November 7th, 1892
Dear Calla,
Oh, Peeves! What a disaster that caused. Perhaps next year you ought to stash some sweets in your dorm in case he makes a second attempt of locking you downstairs. Vanishing stairs -particularly Hogwart's moving staircases - would require an excessive amount of magic, perhaps they were simply obscured? Did anyone try walking where they were to see if they were simply invisible? I daresay, I don't miss Peeves.
That's alright. Even if I could source all the ingredients, I doubt I'd be able to replicate the recipe with much success. The disappointment of failing would be another difficult concept to accept.
I hope you continue to have an enjoyable school year with this new professor.
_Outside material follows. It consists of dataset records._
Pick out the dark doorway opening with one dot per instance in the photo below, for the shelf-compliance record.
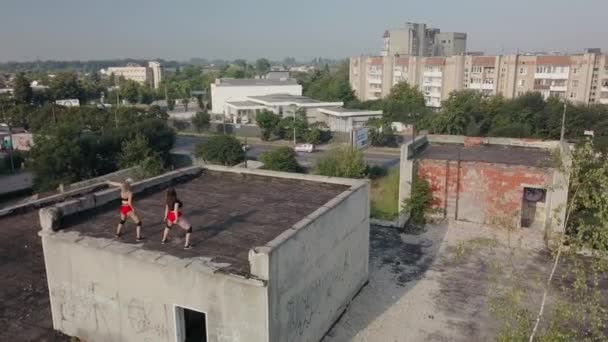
(533, 208)
(191, 325)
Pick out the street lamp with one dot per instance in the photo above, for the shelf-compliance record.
(293, 109)
(10, 138)
(563, 121)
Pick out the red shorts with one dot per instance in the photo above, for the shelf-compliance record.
(171, 217)
(125, 209)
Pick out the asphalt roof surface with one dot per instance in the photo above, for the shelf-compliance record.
(230, 214)
(241, 82)
(511, 155)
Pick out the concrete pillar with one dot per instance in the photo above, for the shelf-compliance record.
(407, 169)
(49, 219)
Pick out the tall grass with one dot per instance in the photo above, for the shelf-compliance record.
(385, 196)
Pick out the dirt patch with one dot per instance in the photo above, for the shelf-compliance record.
(433, 286)
(25, 313)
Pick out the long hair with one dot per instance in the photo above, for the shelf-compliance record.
(125, 186)
(171, 198)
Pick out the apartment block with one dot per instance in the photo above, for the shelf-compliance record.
(151, 75)
(414, 39)
(580, 78)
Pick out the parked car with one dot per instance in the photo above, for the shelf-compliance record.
(308, 148)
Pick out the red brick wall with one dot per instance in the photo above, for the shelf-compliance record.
(482, 192)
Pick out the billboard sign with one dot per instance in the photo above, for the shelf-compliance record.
(360, 138)
(68, 103)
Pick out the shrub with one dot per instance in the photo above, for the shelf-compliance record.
(268, 122)
(341, 162)
(419, 205)
(201, 121)
(221, 149)
(281, 159)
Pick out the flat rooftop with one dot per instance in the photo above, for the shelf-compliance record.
(511, 155)
(230, 214)
(244, 104)
(243, 82)
(282, 98)
(341, 111)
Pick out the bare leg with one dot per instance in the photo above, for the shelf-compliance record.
(137, 221)
(188, 237)
(166, 232)
(120, 224)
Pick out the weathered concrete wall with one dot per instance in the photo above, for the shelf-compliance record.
(317, 267)
(117, 176)
(102, 290)
(483, 192)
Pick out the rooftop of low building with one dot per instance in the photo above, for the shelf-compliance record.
(243, 82)
(500, 154)
(231, 213)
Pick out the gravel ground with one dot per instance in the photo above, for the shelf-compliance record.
(434, 286)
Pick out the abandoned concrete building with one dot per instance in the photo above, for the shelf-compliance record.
(275, 257)
(515, 183)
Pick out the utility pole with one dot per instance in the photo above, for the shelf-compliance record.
(10, 138)
(117, 101)
(563, 122)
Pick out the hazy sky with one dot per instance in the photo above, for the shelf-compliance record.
(102, 29)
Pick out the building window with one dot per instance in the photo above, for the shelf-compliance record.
(190, 325)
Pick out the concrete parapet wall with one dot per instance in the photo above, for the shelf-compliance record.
(461, 139)
(117, 176)
(317, 267)
(89, 201)
(103, 290)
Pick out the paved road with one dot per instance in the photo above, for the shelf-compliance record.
(187, 144)
(17, 182)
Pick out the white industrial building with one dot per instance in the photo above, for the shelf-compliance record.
(151, 75)
(340, 119)
(237, 90)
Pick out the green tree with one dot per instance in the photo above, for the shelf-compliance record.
(268, 123)
(137, 153)
(341, 162)
(65, 85)
(419, 205)
(458, 112)
(328, 86)
(201, 121)
(22, 91)
(281, 159)
(262, 66)
(221, 149)
(55, 158)
(404, 104)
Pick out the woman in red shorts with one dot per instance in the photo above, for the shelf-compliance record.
(173, 215)
(127, 209)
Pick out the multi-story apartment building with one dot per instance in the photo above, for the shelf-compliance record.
(416, 39)
(151, 75)
(581, 78)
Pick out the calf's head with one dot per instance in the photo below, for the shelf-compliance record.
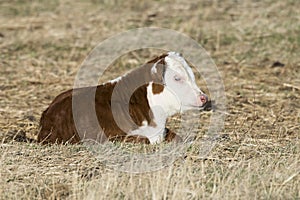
(180, 92)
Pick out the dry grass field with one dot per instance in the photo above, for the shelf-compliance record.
(255, 45)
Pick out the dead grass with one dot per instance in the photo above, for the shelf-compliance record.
(257, 156)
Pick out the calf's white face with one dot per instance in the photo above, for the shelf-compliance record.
(181, 92)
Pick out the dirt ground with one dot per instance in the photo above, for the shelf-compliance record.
(255, 45)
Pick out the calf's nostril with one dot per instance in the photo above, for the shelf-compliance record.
(203, 98)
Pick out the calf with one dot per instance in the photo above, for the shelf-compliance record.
(166, 85)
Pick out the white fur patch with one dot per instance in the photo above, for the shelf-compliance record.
(116, 79)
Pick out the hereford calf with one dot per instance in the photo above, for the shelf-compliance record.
(149, 94)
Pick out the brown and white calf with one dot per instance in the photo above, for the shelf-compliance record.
(168, 87)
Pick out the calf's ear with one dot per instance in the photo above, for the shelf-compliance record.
(158, 71)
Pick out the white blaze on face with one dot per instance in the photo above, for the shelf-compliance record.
(180, 82)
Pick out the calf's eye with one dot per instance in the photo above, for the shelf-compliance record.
(177, 78)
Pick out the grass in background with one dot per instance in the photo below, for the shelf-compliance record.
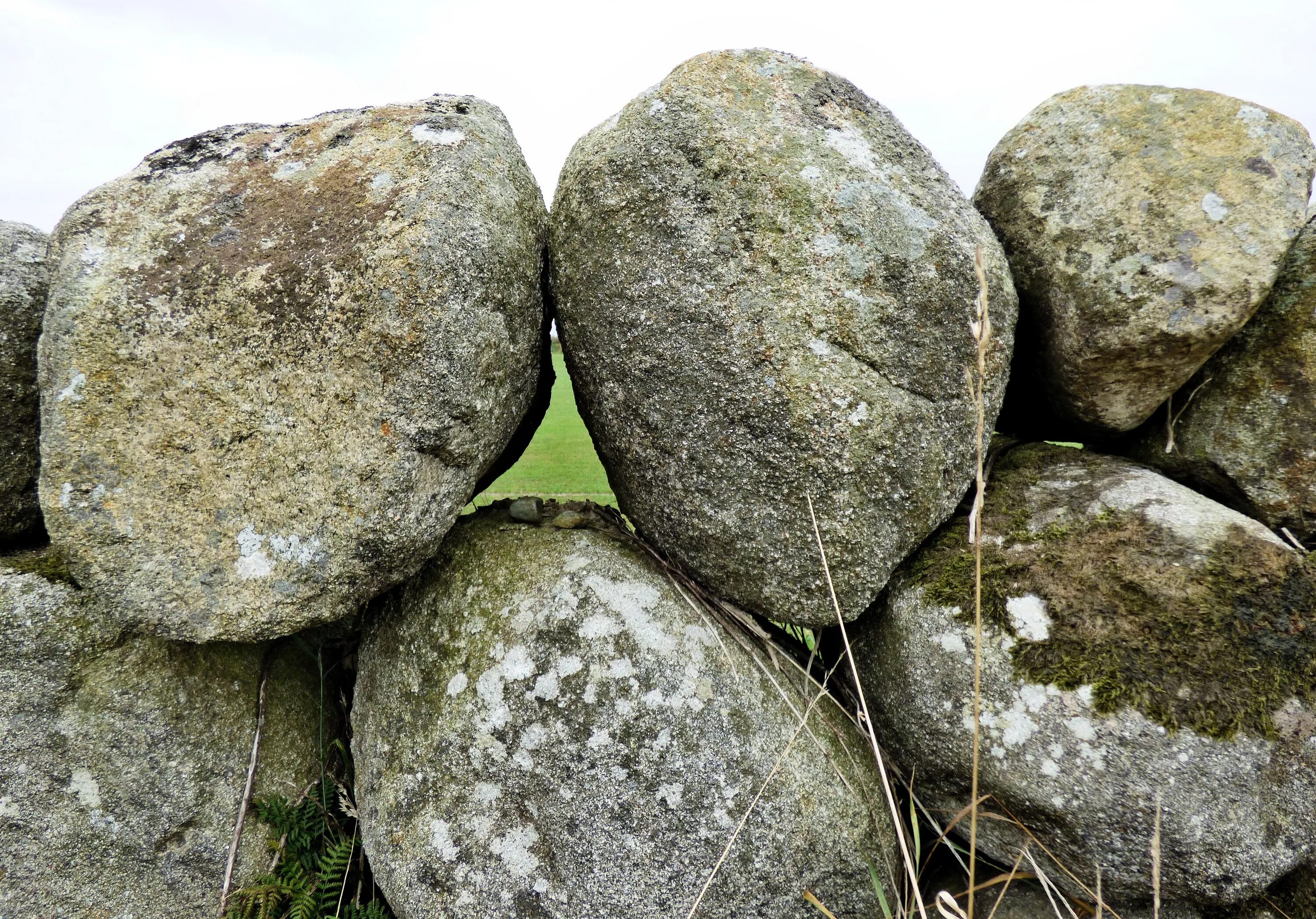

I'm rather impressed with Headmaster Black for hiring a woman for such a hand's on class. It's very empowering for women like you and I and so very unlike such a strict, traditional man. Perhaps the times truly are changing! Did I tell you I treated a woman at the ministry wearing trousers! Not even bloomers but pants like Edison or Cameron might wear! It was jarring to see but now I cannot stop thinking of how much more practical that would be for working in the field.
My nightmares largely consisted of being in a house of mirrors of sorts and them suddenly appearing and reappearing. I don't find them cute at all but quite freaky! Maybe it's more of my not enjoying things I cannot see. I don't know, just please - no demiguises. And yes, we can work out our visit details closer to Christmas!
Well, if you do decide to move out after graduation and I'm living somewhere other than the farm that's suitable for you (unlikely, but you never know!) perhaps we can rent somewhere together. Maybe Sloane could even be enticed to join us! I can't see Sisse or Maddy abandoning tradition so severely, but maybe she would join us for weekly dinners or a sleepover. What a fun daydream that is to consider.
It isn't foolish or naive to dislike the changes happening within our friend group. I'm actually quite envious of your hopefulness. I think the relationships will equal out to the effort put into maintain them. Like I wouldn't consider Cameron a friend anymore, but that's because of the silence that has existed between us for the better part of two years now. If you make the effort, if you write letters and arrange visits and attend to those you still hold dear then you will be eighty-five and laughing around a table. It's all a matter of effort now, we can no longer rely on convenience.
You'll do great at your classes - I know it. And art will always be there after graduation. It's better to absorb as much of your education as you can while you have the access to it. I'm sure you're doing great! And I look forward to gardening with you again come Christmas.
The treats aren't from Honeydukes but a muggle sweetshop I found in London. Do let me know if you enjoy them! Happy almost birthday, dearest Calla.